Some troubling facts about DS include:
People with DS and other disabilities were a key target in the eugenics movement that studied how to arrange human reproduction to increase the occurrence of characteristics considered desirable—and to prevent those that weren’t — which influenced Hitler’s first mass murders. (source: globaldownsyndrome.org)
As recently as 1984, doctors in the U.S. refused to provide lifesaving procedures, such as heart surgeries, to people with DS. Today, there are adults with DS, dying in their 30s or 40s, simply because a doctor refused to perform heart surgery when they were infants. Even feeding a newborn with DS was considered a “lifesaving measure.” (source: globaldownsyndrome.org)
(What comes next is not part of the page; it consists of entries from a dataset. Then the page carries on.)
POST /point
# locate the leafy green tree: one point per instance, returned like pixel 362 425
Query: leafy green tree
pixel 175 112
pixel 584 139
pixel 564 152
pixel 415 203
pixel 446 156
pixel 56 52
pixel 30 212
Some doctors and fathers used to conspire to tell mothers of newborns with DS that their babies had died; when in fact, those babies were quickly and quietly placed in inhumane institutions. (source: globaldownsyndrome.org)
Countries like Iceland are seeking to eliminate DS entirely with prenatal testing. The abortion rate for pregnancies following a DS diagnosis is 100% in Iceland, 98% in Denmark, 90% in the UK, 77% in France, and 67% in the US. (Source CBS News)
Follow Trista on Instagram @tristathebarista

A Difference Maker

Thankfully, Trista was born into a family who let her revel in all she was created to do. A “public figure” on Facebook and Instagram, Trista has north of 50,000 followers. Skirt! magazine described her as “fearless.” She is not only a local celebrity, but has had air time on such national shows as Good Morning America, the CBS Nightly News, Live with Kelly and Ryan, Good Morning Sacramento, and other news stations across the country. Michaels craft stores named her a #DifferenceMaker in May 2020.
She is also a dancer and weight lifter, who loves to work out to music by the rock band, KISS. Trista is never not smiling. (Apologies for the double negative to her mom, who is a retired English teacher, but “always” smiling, just doesn’t have the same impact.) For Trista, life is a celebration full of her favorite colors, light pink, and blue. She revels in sharing her God-given talents through her work and making others happy.
“Accept who you are, and revel in it.”
Mitch Albom, Author
Author, Mitch Albom once wrote, “Accept who you are; and revel in it.” No one does that more confidently or more joyfully than Trista Kutcher!